The Beauty Room - The Beauty Room II



Narcissistic

The music on this album is often so pretty that it must look at itself in utter adulation. It already holds up a mirror to the harmony and string sounds of the 60s and 70s, with various reviews citing influences like Brian Wilson, CSN&Y [well, you have to if there’s harmony], and The Doobie Brothers, but I’ve also caught shimmering reflections of Yes, Steely Dan and Freedy Johnson as well as Police/just Sting at their/his harmonising best, or not if you are a devotee of Police’s punkier roots – or if you just detest them/him.

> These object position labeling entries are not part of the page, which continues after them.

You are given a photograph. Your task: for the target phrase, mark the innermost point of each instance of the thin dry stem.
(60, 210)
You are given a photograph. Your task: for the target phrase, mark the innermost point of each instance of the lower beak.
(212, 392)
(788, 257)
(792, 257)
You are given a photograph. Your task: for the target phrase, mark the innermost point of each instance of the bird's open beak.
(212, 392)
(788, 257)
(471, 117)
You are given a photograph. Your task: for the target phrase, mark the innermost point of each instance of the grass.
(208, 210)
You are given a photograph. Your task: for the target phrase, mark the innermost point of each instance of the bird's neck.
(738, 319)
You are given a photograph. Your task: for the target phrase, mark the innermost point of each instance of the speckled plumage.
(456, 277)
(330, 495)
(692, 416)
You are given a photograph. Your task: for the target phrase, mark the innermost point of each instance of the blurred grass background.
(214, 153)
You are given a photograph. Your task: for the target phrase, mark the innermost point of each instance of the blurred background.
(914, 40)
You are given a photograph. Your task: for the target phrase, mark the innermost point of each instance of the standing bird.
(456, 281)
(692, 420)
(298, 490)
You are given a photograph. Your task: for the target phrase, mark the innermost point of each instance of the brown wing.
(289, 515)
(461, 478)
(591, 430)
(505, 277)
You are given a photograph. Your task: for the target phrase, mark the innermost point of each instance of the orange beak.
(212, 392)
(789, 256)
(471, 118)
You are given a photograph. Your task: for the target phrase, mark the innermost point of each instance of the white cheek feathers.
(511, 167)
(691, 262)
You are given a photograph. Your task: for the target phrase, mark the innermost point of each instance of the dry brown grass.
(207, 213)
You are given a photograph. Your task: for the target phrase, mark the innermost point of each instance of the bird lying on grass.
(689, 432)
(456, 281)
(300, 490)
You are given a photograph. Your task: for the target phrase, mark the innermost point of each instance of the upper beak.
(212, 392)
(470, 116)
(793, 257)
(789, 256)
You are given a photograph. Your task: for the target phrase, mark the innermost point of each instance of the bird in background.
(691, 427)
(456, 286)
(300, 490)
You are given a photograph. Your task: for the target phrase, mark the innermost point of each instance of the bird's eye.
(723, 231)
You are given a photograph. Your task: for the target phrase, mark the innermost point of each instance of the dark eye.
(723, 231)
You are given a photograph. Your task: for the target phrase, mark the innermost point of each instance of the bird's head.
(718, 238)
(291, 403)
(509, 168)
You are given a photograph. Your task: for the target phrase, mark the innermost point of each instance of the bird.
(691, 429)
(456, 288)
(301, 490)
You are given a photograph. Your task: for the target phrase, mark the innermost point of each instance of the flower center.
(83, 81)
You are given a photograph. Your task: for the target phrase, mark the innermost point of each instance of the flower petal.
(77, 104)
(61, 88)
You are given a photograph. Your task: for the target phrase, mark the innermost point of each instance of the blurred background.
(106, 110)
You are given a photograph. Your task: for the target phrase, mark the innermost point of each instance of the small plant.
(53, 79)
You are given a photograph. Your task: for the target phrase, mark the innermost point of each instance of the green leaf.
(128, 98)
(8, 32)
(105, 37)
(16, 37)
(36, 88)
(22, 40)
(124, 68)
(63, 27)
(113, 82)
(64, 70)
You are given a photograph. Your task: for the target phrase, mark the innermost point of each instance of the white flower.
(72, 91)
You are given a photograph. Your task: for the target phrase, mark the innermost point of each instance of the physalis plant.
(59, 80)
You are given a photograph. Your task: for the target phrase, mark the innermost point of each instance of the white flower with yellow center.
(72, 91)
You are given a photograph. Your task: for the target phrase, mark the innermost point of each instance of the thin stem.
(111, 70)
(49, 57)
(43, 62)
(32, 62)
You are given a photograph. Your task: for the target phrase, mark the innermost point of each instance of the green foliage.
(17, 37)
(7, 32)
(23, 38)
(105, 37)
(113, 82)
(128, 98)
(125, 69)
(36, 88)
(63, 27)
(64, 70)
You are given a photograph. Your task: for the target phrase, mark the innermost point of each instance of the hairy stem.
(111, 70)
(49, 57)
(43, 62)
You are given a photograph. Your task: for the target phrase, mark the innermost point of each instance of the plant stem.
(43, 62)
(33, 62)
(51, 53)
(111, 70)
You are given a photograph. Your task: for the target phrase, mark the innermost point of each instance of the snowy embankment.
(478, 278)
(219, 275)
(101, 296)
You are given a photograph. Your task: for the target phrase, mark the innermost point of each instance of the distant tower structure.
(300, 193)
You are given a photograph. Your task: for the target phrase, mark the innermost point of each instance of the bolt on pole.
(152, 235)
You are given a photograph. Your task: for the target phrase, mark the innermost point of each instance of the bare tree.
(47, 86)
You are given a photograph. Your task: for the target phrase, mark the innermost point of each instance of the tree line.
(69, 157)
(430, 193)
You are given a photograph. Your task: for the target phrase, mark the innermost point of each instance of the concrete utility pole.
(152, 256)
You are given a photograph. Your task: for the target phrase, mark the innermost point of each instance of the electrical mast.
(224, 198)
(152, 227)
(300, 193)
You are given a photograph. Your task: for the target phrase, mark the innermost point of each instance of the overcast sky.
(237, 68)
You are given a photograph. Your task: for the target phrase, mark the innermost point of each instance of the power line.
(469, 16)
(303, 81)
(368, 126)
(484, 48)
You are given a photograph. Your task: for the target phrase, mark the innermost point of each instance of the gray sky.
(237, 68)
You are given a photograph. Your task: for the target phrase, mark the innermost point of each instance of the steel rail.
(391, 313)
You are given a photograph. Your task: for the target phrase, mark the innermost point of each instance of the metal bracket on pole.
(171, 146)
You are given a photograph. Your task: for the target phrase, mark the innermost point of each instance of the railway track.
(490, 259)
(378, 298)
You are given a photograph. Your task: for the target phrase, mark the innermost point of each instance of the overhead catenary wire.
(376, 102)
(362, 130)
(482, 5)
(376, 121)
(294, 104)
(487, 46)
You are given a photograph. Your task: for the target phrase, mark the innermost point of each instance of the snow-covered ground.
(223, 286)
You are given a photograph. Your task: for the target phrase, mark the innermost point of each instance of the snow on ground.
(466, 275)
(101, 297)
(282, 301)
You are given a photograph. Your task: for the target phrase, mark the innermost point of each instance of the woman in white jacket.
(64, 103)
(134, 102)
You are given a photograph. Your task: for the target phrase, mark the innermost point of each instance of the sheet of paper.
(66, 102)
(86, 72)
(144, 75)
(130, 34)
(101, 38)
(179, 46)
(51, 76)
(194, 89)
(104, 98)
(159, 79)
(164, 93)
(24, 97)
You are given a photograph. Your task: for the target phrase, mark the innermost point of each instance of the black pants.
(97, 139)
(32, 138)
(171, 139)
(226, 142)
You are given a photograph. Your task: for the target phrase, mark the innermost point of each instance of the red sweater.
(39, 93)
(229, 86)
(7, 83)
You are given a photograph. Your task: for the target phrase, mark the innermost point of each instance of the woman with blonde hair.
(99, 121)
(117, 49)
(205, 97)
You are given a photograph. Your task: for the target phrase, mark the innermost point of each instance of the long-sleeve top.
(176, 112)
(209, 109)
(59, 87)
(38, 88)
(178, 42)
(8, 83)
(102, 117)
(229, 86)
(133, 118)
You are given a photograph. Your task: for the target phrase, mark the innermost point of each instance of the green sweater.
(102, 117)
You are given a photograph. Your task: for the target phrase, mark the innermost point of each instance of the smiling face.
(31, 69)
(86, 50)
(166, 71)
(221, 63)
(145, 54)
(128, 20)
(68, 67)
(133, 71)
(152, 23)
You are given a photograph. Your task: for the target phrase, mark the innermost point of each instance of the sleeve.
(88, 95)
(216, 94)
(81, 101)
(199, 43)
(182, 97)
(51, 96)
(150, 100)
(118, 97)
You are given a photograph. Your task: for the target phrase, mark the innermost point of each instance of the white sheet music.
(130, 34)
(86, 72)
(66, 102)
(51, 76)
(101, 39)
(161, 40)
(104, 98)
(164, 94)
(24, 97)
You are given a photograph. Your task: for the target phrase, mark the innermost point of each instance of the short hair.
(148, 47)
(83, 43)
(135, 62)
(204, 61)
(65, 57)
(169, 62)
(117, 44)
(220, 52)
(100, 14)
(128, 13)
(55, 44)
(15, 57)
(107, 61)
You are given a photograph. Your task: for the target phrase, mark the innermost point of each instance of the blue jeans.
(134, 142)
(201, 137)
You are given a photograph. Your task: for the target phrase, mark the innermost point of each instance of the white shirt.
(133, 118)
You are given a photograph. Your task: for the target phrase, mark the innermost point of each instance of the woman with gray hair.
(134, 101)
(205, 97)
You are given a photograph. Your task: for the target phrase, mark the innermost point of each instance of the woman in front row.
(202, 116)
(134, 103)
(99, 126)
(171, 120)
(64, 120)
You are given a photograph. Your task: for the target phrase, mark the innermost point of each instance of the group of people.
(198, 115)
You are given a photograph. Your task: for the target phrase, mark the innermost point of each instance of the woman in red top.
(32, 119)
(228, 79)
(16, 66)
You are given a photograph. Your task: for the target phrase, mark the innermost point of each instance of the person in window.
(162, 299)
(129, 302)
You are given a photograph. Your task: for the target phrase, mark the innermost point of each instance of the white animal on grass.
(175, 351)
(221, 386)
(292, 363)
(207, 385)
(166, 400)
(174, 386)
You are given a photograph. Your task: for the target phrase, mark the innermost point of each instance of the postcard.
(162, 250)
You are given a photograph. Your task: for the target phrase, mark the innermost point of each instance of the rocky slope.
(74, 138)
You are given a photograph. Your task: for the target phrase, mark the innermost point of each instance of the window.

It’s not wall-to-wall perfection, and at times the sweeping strings are far too lounge-lite and limp, this latter alliterative adjective also apt in describing many of the lyrics: the dreadful repetition of ‘open up the sky’ on One Man Show, and the direness of But For Now, ‘you draw me in, I breathe you out again, you shut the door to let the journey begin, time disappearing through a moment in your eye, dreams reoccurring as visions multiply, cause yesterday was the loneliest place, and fear has drawn out these lines on my face...’ and one suspects the loneliness has been created by the fleeing subject of the song’s lamenting intentions. Sorry, I meant lamentable.

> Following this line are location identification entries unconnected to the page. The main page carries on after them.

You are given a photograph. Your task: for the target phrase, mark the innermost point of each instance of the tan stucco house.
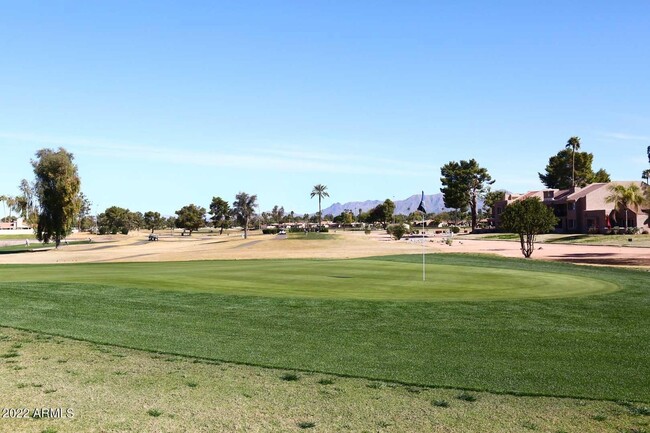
(581, 210)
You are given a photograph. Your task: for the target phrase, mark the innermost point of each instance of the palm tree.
(645, 175)
(573, 144)
(244, 209)
(625, 197)
(320, 191)
(3, 199)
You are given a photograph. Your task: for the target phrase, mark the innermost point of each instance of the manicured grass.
(582, 345)
(21, 237)
(503, 236)
(112, 389)
(333, 279)
(312, 236)
(34, 246)
(614, 240)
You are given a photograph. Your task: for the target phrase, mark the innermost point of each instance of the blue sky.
(169, 103)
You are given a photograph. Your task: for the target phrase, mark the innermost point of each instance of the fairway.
(328, 279)
(480, 323)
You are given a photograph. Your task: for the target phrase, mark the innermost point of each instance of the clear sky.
(169, 103)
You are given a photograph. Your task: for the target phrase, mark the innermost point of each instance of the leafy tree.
(153, 221)
(244, 209)
(190, 217)
(569, 168)
(573, 144)
(389, 210)
(170, 222)
(57, 189)
(528, 218)
(320, 191)
(346, 217)
(24, 203)
(463, 184)
(626, 197)
(491, 198)
(84, 220)
(220, 211)
(8, 202)
(645, 175)
(277, 214)
(136, 220)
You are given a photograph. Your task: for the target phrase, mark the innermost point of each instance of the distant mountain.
(432, 203)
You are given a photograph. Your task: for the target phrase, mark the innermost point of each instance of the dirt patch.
(346, 245)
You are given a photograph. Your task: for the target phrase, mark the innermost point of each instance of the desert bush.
(396, 230)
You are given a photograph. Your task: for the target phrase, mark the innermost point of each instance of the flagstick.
(424, 272)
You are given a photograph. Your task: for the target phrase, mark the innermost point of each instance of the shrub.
(465, 396)
(290, 377)
(398, 231)
(154, 413)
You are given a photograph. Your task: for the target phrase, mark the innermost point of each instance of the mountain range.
(433, 203)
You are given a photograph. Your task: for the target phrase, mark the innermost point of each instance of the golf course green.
(481, 323)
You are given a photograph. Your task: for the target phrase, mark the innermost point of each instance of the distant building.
(19, 224)
(581, 210)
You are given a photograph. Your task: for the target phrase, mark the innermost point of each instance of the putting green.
(324, 279)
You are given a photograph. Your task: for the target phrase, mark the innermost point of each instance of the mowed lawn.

Contrast this with the sublime We Can’t Throw You Away that starts the album: harmonies as taut as the rope one wants to put around the writing of the former referenced offering. Second Shadows Falling suggests the beauty will be sustained, this more in the Sting vein so it is a relative claim, but I like that sound when listening to this kind of music. I warm to third All In My Head, sounding a little like Zero 7’s Destiny – indeed, all the bass lines have that grooved-out sound, thanks to producer Kirk Deglorgio - and the vocal of Jinadu is full of clarity in tone and pitch, its multi-dubbing providing the harmonies.

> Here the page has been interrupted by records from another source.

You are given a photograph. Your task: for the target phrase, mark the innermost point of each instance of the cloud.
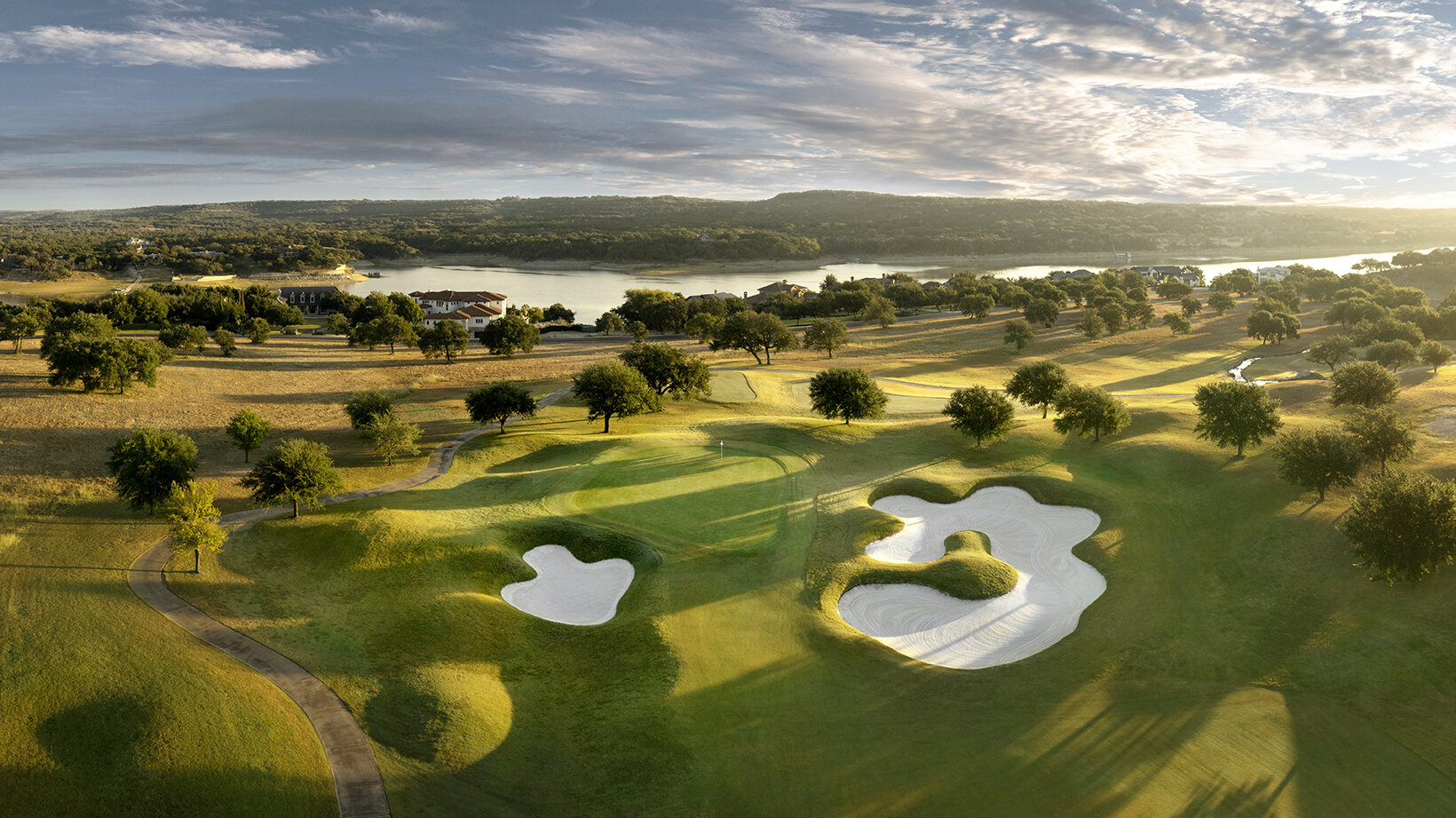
(375, 20)
(193, 43)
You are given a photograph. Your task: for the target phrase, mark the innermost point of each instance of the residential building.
(307, 298)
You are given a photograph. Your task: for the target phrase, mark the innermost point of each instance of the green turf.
(1237, 665)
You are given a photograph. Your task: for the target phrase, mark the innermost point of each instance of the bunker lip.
(566, 590)
(1051, 592)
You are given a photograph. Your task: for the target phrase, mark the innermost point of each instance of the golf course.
(1221, 654)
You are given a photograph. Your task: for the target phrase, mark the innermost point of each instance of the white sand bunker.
(566, 590)
(923, 623)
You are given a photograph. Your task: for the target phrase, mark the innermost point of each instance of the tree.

Penultimate track Heaven Is In Your Mind doesn’t achieve a dynamic realisation of the profound literalism of its title, and the simple descending melody isn’t made any greater by those jaunty string arrangements or the attempt at a rousing chorus. I do find it difficult to understand the poles of quality and focus on this album. It does end, naturally, on a sweetly smooth and pretty, relative height with No Rejection, and as I weigh the pros and cons I too will avoid the aural rebuff, but I will be very selective when listening again.